America: What Time Is Love? was launched as a single within the UK in February 1992 and reached No.4. The singer was credited as ‘The Voice Of Rock’ – a nickname he’d embrace in subsequent years.
It was essentially the most profitable factor Hughes had been in because the days of Deep Purple. However extra importantly, recording the music satisfied him that it was time to wash up.
“I very clearly knew that I had an issue,” Hughes tells Traditional Rock. “Individuals had been so pissed off with me, however they had been praying for me. I made a decision once I received house to see if I wanted to enter the Betty Ford Centre.”
Hughes did certainly verify into the Betty Ford Clinic in January 1992, although not earlier than he suffered a coronary heart assault on Christmas Day after one final crack binge.
Nor did sobriety take immediately. Hughes says he had “4 or 5 relapses” earlier than kicking alcohol and medicines as soon as and for all in 1997.
Whereas the success of America: What Time Is Love? didn’t lead on to Hughes getting clear, he credit it with setting him on the trail to sobriety.
“Working with the fellows in The KLF was an unimaginable alternative for me to get observed once more after being out of the image for therefore lengthy,” he says. “It gave me confidence.
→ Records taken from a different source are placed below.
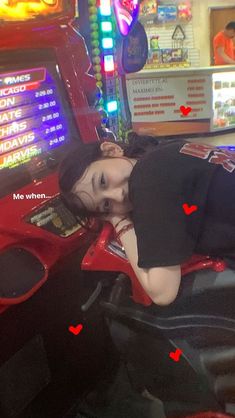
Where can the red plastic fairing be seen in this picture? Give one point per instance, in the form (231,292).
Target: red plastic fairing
(71,56)
(100,258)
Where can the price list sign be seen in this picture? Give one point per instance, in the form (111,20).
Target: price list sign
(32,119)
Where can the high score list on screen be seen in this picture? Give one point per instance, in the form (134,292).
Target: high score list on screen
(31,116)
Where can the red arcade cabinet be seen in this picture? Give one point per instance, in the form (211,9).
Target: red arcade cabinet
(44,92)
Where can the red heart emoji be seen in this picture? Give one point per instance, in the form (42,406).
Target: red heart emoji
(175,355)
(76,330)
(189,209)
(185,110)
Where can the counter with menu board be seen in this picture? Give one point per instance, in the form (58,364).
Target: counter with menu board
(182,101)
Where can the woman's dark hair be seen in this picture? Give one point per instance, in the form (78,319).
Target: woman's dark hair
(77,161)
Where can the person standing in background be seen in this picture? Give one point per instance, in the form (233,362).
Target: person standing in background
(224,46)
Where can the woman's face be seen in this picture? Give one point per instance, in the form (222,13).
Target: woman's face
(104,185)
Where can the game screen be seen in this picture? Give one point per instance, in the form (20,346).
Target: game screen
(35,121)
(16,10)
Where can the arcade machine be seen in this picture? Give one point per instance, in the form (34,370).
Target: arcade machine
(118,45)
(45,91)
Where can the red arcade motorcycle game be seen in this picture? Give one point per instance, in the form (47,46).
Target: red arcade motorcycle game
(45,92)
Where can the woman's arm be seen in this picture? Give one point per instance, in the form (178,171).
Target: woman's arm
(160,283)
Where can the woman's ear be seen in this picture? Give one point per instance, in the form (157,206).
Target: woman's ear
(109,149)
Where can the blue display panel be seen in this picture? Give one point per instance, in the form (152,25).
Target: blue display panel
(36,121)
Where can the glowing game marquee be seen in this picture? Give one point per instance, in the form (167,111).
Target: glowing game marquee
(126,12)
(15,10)
(31,116)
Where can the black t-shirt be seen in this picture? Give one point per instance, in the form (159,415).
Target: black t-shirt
(170,176)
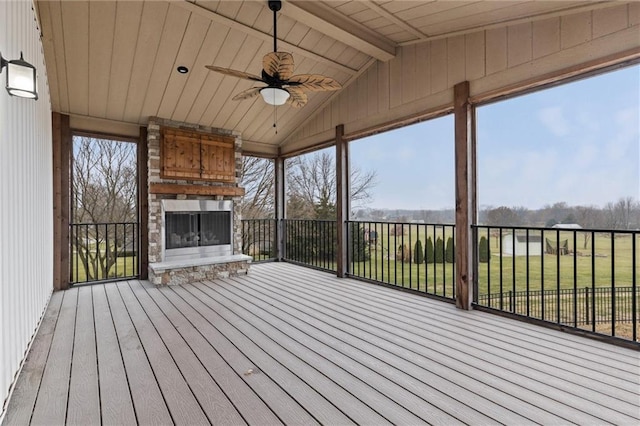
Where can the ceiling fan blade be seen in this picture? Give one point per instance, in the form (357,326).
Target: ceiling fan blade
(314,82)
(233,73)
(278,65)
(298,98)
(247,94)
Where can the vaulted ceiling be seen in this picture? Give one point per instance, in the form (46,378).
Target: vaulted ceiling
(117,60)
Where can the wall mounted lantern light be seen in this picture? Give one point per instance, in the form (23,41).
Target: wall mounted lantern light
(21,78)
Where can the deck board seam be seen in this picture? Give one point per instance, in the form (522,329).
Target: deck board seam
(270,355)
(305,332)
(468,377)
(328,307)
(208,341)
(623,373)
(173,356)
(234,344)
(517,328)
(310,350)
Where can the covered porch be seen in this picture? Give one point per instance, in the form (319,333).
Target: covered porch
(282,344)
(291,345)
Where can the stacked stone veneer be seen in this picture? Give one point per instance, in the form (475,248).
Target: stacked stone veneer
(161,272)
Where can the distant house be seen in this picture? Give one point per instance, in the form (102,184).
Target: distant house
(533,242)
(567,226)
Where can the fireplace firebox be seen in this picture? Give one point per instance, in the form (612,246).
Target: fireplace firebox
(197,228)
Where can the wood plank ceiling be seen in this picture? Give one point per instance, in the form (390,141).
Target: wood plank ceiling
(117,60)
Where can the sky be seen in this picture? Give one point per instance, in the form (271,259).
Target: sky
(577,143)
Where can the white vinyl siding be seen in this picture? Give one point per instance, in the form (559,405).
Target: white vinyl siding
(26,195)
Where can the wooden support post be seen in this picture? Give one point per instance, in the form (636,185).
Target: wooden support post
(342,199)
(280,210)
(143,205)
(465,194)
(61,138)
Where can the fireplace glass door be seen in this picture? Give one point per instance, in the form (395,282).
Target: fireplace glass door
(197,229)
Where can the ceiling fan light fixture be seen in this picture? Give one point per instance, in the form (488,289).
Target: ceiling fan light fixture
(274,95)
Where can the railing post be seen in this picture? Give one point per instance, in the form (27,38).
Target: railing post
(342,199)
(465,194)
(279,207)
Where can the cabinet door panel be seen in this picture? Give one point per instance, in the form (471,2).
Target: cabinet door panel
(180,155)
(218,158)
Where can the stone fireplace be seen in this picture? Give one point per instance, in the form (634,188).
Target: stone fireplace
(195,231)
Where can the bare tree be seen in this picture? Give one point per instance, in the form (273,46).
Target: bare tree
(619,215)
(104,193)
(258,180)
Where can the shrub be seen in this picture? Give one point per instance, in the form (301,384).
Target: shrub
(418,254)
(358,250)
(439,251)
(428,251)
(484,254)
(449,254)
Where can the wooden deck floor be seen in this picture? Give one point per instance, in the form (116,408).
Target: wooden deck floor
(297,346)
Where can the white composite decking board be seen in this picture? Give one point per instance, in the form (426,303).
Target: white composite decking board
(513,332)
(263,361)
(584,367)
(430,387)
(116,403)
(51,402)
(354,394)
(392,382)
(23,398)
(182,404)
(292,345)
(572,402)
(241,396)
(224,352)
(149,404)
(84,399)
(440,365)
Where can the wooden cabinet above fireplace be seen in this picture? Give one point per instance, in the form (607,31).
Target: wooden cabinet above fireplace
(197,156)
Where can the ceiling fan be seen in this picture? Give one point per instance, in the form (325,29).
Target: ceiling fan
(277,73)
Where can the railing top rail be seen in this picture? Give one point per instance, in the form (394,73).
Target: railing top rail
(538,228)
(384,222)
(103,223)
(310,220)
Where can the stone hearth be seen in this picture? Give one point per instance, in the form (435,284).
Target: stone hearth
(165,269)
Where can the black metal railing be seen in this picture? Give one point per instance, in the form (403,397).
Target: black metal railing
(311,242)
(414,256)
(576,277)
(259,239)
(103,251)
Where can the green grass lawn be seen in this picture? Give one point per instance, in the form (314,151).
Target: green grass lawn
(124,267)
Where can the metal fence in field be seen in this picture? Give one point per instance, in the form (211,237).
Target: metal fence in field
(576,277)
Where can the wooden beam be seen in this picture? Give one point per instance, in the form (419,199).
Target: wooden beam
(143,205)
(339,27)
(61,138)
(342,199)
(174,188)
(465,195)
(230,23)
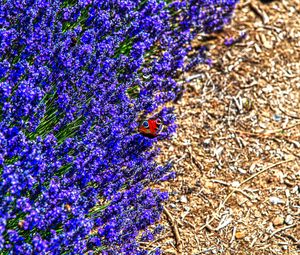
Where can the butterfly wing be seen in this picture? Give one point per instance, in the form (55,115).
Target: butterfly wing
(150,128)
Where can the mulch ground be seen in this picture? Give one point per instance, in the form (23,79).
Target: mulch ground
(237,148)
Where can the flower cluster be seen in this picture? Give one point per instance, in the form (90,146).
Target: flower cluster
(75,78)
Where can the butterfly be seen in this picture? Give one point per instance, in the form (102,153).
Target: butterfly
(150,127)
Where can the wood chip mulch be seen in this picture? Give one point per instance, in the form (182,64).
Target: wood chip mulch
(237,148)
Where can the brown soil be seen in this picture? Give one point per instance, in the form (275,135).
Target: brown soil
(237,149)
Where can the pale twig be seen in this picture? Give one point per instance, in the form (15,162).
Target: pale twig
(207,224)
(265,169)
(279,230)
(174,227)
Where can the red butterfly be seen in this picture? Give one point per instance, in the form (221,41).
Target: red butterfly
(151,127)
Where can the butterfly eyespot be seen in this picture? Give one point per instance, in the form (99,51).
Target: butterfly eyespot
(145,124)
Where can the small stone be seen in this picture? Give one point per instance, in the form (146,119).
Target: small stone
(276,200)
(240,234)
(278,220)
(183,199)
(289,220)
(235,184)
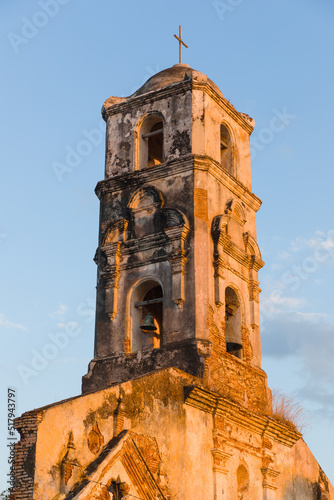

I owe them rather a lot.”
Traditional Rock has teamed up with Glenn Hughes for a particular ‘bundle’ version of his new album, Chosen, that includes an unique coke-bottle clear vinyl model of the LP and the model new difficulty of Traditional Rock journal that includes the singer on the quilt with an intensive, career-spanning interview inside. Order it on-line right here and have it delivered straight to your door.